The scattering of electromagnetic radiation (photons) from charged particles is known as Compton Scattering. It is named after Arthur Compton who was the first to measure photon-electron scattering in 1923 in Washington University at St. Louis. He won a Nobel prize in 1927 for this discovery.

                          

Consider a photon of frequency ν1 and wavelength λ1 being incident on an electron. The following things are observed experimentally :

1. The wavelength and frequency of the photon before and after the interaction are different. Thus the Compton scattering is inelastic scattering as the frequency (hence the energy) of the photon changes after the collision.

2. The momentum of the electron undergoes a certain change.
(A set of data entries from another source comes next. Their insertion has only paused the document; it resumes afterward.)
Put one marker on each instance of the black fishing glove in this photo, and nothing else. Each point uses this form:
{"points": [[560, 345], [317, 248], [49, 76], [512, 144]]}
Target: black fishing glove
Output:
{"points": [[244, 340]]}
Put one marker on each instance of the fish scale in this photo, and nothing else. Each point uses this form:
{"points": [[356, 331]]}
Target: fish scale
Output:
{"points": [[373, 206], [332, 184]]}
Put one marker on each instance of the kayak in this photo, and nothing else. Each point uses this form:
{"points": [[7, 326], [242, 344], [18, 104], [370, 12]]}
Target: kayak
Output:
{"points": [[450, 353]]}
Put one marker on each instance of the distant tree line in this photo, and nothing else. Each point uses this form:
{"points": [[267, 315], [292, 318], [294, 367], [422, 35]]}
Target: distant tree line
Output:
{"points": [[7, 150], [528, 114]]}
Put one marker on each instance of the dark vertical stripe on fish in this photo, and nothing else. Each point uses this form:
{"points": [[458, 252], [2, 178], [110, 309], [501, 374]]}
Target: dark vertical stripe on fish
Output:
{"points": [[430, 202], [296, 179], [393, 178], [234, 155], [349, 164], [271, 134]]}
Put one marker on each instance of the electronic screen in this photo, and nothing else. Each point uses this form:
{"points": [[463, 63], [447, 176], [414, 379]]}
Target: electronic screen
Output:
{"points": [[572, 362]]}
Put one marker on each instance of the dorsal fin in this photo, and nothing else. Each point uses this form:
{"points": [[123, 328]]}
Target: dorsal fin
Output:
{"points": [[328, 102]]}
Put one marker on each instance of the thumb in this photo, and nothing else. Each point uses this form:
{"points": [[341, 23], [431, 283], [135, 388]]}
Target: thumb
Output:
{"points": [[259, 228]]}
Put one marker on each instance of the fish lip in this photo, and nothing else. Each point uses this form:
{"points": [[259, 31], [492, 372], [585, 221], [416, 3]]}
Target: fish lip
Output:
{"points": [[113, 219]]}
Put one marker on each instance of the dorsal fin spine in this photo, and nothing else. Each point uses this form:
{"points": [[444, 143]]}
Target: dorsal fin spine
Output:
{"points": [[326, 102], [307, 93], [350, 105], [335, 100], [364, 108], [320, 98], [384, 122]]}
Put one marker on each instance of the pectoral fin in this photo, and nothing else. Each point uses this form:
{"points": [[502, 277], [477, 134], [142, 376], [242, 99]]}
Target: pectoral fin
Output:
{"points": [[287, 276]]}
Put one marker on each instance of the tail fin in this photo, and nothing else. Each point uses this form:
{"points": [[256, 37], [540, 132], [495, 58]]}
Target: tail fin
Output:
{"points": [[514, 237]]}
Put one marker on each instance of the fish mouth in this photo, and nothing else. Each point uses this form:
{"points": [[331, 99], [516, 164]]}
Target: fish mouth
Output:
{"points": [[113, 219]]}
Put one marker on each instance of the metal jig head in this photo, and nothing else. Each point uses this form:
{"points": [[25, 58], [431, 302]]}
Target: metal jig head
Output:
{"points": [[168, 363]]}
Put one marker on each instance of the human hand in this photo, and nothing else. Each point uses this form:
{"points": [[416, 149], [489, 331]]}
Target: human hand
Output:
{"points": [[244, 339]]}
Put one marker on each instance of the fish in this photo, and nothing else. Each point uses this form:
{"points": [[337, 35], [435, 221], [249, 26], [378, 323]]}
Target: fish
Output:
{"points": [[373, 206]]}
Our aim is to find out how these quantities i.e. wavelengths (or frequencies) of the photon before and after the interaction and momentum of the electron are related mathematically. Once we have such relations at our disposal we will be able to predict the outcomes of other similar scatterings (or collisions). This kind of scattering of electromagnetic radiation with matter is known as Compton Scattering.

How To Approach The Problem
Once we have the exact problem statement, our job is to use whatever we know about the system and try to relate the variables of the system which in this case are wavelengths (or frequencies) of the photon and momentum of the electron before and after the collision. At first it may seem that this can be done only if we know the exact mechanism of interaction between an electron and a photon. In physics, however, we frequently encounter problems/phenomena about which we do not pre-knowledge of the exact detailed mechanism. In such cases we have to resort to other (clever) ways for solving such problems or at least to make some prefatory remarks about the concerned mechanism.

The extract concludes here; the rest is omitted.